2007-10-31 Thread Larry Hall (Cygwin)

jamil egdemir wrote:

Hi,

While trying to install matplotlib using easy_install for python (see
output below) I ran into the 'fork: Resource temporarily unavailable'
problem.  I've been searching for a few hours now on the web.. no
luck.  I've searched the mailing lists:

http://sourceware.org/cgi-bin/search.cgi?q=fork+temporarily+unavailable&cmd=Search%21&form=extended&m=all&ps=10&fmt=long&wm=wrd&sp=1&sy=1&wf=2221&type=&GroupBySite=no&ul=%2Fml%2Fcygwin%2F%25

leading me to this:

http://sources.redhat.com/ml/cygwin/2005-09/msg00945.html

Here is the current value of my
HKEY_LOCAL_MACHINE\SYSTEM\ControlSet001\Control\Session
Manager\SubSystems key:

%SystemRoot%\system32\csrss.exe ObjectDirectory=\Windows
SharedSection=2048,6144,4096 Windows=On SubSystemType=Windows
ServerDll=basesrv,1 ServerDll=winsrv:UserServerDllInitialization,3
ServerDll=winsrv:ConServerDllInitialization,2 ProfileControl=Off
MaxRequestThreads=32

The values for SharedSection have all been increased to values above
the defaults as described in the post above.. no effect.

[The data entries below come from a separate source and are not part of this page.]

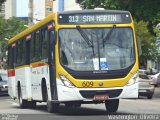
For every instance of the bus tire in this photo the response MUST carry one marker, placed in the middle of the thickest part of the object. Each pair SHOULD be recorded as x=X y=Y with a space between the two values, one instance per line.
x=32 y=104
x=112 y=105
x=52 y=107
x=22 y=103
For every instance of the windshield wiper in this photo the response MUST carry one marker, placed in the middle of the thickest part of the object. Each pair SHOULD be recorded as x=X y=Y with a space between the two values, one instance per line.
x=109 y=34
x=83 y=34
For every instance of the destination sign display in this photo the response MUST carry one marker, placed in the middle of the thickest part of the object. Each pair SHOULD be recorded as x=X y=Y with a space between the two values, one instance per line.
x=94 y=18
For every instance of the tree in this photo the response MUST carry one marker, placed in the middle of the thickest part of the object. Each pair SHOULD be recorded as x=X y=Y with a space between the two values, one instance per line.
x=1 y=2
x=8 y=29
x=147 y=40
x=146 y=13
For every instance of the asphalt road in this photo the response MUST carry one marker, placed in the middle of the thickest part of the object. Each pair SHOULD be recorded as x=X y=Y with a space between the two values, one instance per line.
x=9 y=109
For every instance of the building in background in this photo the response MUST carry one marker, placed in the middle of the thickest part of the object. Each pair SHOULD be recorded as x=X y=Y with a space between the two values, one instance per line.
x=2 y=12
x=39 y=9
x=17 y=8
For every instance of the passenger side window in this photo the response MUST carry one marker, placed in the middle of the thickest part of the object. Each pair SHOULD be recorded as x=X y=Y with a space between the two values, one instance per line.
x=44 y=43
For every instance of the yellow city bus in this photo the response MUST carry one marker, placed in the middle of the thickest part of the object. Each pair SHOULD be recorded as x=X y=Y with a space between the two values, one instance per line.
x=74 y=58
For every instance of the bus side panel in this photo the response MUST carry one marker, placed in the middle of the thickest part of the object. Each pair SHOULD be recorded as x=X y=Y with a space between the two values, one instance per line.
x=21 y=77
x=12 y=87
x=39 y=73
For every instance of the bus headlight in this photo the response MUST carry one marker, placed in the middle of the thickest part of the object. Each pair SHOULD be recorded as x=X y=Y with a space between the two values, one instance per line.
x=133 y=79
x=65 y=81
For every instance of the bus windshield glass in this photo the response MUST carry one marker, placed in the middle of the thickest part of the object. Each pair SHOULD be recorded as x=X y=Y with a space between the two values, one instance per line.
x=115 y=52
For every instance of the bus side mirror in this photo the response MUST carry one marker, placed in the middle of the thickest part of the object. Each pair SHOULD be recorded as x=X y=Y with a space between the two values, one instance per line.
x=139 y=46
x=53 y=37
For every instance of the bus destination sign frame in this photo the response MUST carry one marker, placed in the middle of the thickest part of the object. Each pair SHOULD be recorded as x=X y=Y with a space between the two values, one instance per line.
x=94 y=18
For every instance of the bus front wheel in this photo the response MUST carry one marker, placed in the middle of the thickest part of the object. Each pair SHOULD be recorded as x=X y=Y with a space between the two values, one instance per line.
x=112 y=105
x=52 y=107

I also found a few other posts which suggested turning off services
and such and I've turned off everything I could (virus scanners, chat
clients, etc...) with msconfig to no effect.  Not sure how to proceed.
 I'm thinking of trying a cygwin snapshot... or backing off to a
previous version of cygwin..

Will this help? What was the first version of cygwin where this
problem popped up?


Lately, the biggest cause of this kind of error is:



You typically need to uninstall the offending software to see a difference.
Disabling/turning it off is usually not enough.

You may also be lucky and find that it's just problem with DLL base address
collisions (can't tell from the scant info given so far).  If that's the
case, you can install the 'rebase' package and read its README to find out
how to clear this up.  While you're at it, you may as well install the
current Cygwin version.  1.5.19 is old and not supported by this list.

--
Larry Hall  http://www.rfk.com
RFK Partners, Inc.  (508) 893-9779 - RFK Office
216 Dalton Rd.  (508) 893-9889 - FAX
Holliston, MA 01746

_

A: Yes.
> Q: Are you sure?
>> A: Because it reverses the logical flow of conversation.
>>> Q: Why is top posting annoying in email?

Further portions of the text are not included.